Code Monkey home page Code Monkey logo

Comments (13)

voodoohop avatar voodoohop commented on August 16, 2024 2

I just noticed that compute_loudness in spectral_ops.py outputs significantly lower loudness values when the sample rate is 48khz. I did not have time to figure out what is causing this, but increasing the FFT size didn't seem to help much.

from ddsp.

jesseengel avatar jesseengel commented on August 16, 2024 1

Just FYI, all the sample_rate agnostic preprocessing code should now be in, (you can check if it works for you), but we don't have a working 44kHz model up as a demo yet.

from ddsp.

jesseengel avatar jesseengel commented on August 16, 2024 1

Good catches! Yah we definitely haven't explored training many model configs at different rates yet. They seem like pretty straight-forward fixes, we'll try to get to them when we can.

from ddsp.

jesseengel avatar jesseengel commented on August 16, 2024

Hi Andras,

Good recommendation!

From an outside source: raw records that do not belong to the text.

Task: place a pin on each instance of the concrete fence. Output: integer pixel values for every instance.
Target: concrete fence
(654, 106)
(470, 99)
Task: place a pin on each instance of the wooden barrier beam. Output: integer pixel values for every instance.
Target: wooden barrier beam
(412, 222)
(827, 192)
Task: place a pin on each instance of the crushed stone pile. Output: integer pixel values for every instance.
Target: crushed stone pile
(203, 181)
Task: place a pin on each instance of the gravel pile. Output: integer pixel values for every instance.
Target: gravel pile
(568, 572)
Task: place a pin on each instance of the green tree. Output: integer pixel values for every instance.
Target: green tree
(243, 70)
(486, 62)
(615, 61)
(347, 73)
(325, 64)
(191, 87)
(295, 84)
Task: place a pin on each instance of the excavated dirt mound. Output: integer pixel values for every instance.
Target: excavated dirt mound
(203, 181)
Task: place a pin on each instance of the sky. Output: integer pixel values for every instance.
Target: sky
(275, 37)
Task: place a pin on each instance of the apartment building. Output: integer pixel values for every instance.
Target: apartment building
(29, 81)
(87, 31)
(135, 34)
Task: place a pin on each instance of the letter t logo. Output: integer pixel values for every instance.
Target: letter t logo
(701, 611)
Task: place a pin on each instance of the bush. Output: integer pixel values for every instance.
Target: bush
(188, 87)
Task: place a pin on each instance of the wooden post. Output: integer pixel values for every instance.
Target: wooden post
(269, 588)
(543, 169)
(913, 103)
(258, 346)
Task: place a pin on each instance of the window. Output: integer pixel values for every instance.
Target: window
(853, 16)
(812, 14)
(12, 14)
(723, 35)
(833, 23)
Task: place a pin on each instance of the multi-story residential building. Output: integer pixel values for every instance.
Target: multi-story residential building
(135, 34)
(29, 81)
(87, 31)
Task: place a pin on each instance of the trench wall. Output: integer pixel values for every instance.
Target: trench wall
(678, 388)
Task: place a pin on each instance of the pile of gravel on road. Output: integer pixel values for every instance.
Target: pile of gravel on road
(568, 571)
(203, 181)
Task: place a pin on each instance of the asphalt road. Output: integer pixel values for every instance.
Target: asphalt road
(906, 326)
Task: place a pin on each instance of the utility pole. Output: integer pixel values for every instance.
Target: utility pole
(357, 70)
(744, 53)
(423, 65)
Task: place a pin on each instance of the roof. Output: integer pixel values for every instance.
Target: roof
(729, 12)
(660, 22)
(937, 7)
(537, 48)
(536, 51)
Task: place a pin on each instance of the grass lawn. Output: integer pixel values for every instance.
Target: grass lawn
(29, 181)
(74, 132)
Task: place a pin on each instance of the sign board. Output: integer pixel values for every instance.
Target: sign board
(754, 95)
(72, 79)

This is actually something that Hanoi is currently looking into, so we're on the case :). The tying to 16kHz is actually more for CREPE f0 detection than anything else, but it's not a hard constraint. We'll just need to change the data processing pipeline and tweak some model parameters (# of harmonics, sizes of ffts).

from ddsp.

Forevian avatar Forevian commented on August 16, 2024

Hi, I just wonder if there is any progress with this? I've seen some related pull request failing tests...

from ddsp.

jesseengel avatar jesseengel commented on August 16, 2024

Thanks for the follow up. We just merged #44 which creates a data pipeline for creating datasets at arbitrary sample rates (with f0 CREPE detection still at 16kHz). We're working now on hammering out some details of training configs for higher sample rates (48kHz), and will add some details and configs to the colab notebooks when we get that figured out.

from ddsp.

Forevian avatar Forevian commented on August 16, 2024

Just wanted to add, that I have extensively tested 48 kHz training on the test branch that is waiting to be merged, and it works well (with some hyper-parameter tuning).

from ddsp.

jesseengel avatar jesseengel commented on August 16, 2024

That's great! Yah, sorry for all the delays. There's been with some COVID related bureaucracy slowing down our efforts in that direction so cool to hear that it's working for you.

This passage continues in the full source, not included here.